But the new law has led to some confusion, as in Jefferson County, where Sheriff Jim Adkins is unsure what to do with seized drugs that prior to Feb. 1 would have been processed as evidence — that is, documented, analyzed and stored at the agency's secure evidence lockers.
But the Jefferson County Sheriff's Office is faced with limited locker space and overcrowding. Adkins said the office has never stored evidence for violations in its evidence lockers, and he's reluctant to use that space for evidence for violations. But he also doesn't like the idea of handing the drugs back to citizens.
"What if they get caught with it again?" he said. "My mind hasn't been made up, and we haven't received the training yet, but I've been telling my deputies, I still want a citation issued no matter what."
Adkins expects to receive guidance from the Jefferson County District Attorney's Office in one to two weeks. The Deschutes County District Attorney's office has already trained officers on the new law and issued officers informational cards listing possession amounts and the new corresponding level of criminal offense.
In Bend, drugs are still being confiscated and entered into evidence, even in the new violation cases. Once the case has concluded, the drugs are deemed "OK to destroy." Every quarter the confiscated drugs and paraphernalia are taken to an incinerator outside the region.
After one month under the new law, drug law violations and arrests were down in Bend, from 37 in February 2020 to 20 in February 2021.
Schedule 1 narcotics like heroin and methamphetamine remain federally illegal and Bend Police Chief Mike Krantz said his officers are still committed to removing them from the streets.
"Overall, just because it's a violation and not a crime, the drugs still aren't able to be possessed. You can't just have them," he said.
Measure 110 has two components, one removing criminal penalties for drug possession and the other enhancing treatment options through money raised by the state's marijuana tax. A proposed bill in Salem this legislative session, House Bill 2002, would address the new law's perceived shortcomings but much remains to be hammered out.
"The devil's in the details," said Deschutes County District Attorney John Hummel. "The marijuana money was being used for other stuff. Would Oregonians have supported the measure if the treatment component wasn't a part of it? ... I've told representatives I hope it's fully funded because that was such an important part of this."
The law could impact the use of confidential informants in drug cases. Often in pursuing major drug distributors or manufacturers, investigators will start with "small fish" and offer favorable treatment to provide information about a supplier. But Mannix, head of the CODE team, said most people who work as confidential informants are already involved in trafficking at the felony level.
"Often, when we start out low, we're actually pretty high up the tree," he said. "They're often into it, we're talking, in the pounds."
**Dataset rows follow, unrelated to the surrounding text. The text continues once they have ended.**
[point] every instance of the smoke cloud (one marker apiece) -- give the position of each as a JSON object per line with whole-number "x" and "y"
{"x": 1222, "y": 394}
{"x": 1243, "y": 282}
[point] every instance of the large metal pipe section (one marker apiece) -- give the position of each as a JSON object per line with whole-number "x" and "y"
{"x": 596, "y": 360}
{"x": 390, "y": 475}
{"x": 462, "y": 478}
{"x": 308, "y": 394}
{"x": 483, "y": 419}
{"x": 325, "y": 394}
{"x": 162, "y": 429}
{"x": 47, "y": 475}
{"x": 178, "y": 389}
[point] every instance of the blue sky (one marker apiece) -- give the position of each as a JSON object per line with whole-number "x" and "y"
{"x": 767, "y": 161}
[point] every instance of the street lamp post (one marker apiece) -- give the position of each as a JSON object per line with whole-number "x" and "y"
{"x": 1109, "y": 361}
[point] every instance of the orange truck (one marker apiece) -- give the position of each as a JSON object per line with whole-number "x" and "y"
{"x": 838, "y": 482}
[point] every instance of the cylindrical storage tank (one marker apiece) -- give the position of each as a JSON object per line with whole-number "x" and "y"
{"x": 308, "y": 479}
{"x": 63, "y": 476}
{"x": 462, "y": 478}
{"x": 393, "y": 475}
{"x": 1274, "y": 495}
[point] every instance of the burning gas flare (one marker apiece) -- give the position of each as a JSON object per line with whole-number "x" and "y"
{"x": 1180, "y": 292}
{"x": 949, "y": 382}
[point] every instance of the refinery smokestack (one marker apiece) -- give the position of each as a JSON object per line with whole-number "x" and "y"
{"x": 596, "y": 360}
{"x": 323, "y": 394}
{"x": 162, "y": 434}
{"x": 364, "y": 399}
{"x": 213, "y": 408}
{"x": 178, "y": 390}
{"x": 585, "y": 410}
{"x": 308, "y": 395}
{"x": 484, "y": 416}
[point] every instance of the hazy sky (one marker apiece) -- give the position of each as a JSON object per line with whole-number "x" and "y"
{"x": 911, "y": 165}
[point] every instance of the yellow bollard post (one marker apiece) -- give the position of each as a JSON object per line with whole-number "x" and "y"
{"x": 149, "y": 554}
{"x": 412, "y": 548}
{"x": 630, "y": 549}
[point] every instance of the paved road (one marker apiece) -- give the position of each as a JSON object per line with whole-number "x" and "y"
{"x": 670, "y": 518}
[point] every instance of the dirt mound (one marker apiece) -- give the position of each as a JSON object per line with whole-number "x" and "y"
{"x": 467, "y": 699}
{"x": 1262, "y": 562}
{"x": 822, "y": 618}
Despite these commitments to stay the course on drug enforcement, advocates for criminal justice reform like Shaun McCrea, executive director of the Oregon Criminal Defense Lawyers Association, say Measure 110 was intended to free police to address more pressing matters like missing children and cold cases.
Prior to Measure 110, around 9,000 people a year were arrested in Oregon for simple drug possession, or about 24 a day, according to the Oregon Criminal Justice Commission.
"The new law will also help foster an environment where those struggling with addiction will know they can ask for help without fear of being arrested, and where they can look to police as community advocates who will connect them with resources and services to access the help they need," McCrea said.
Beyond that, the law was intended to address racial disparities in incarceration. The criminal justice commission reports that despite no disparity in use, Black people are three times more likely to be arrested for drug possession in Oregon than white people.
"In short, increasing access to life-saving, addiction recovery services is the more humane, equitable, effective, and cost-effective approach to addressing drug addiction – and that's exactly what this new law does," McCrea said.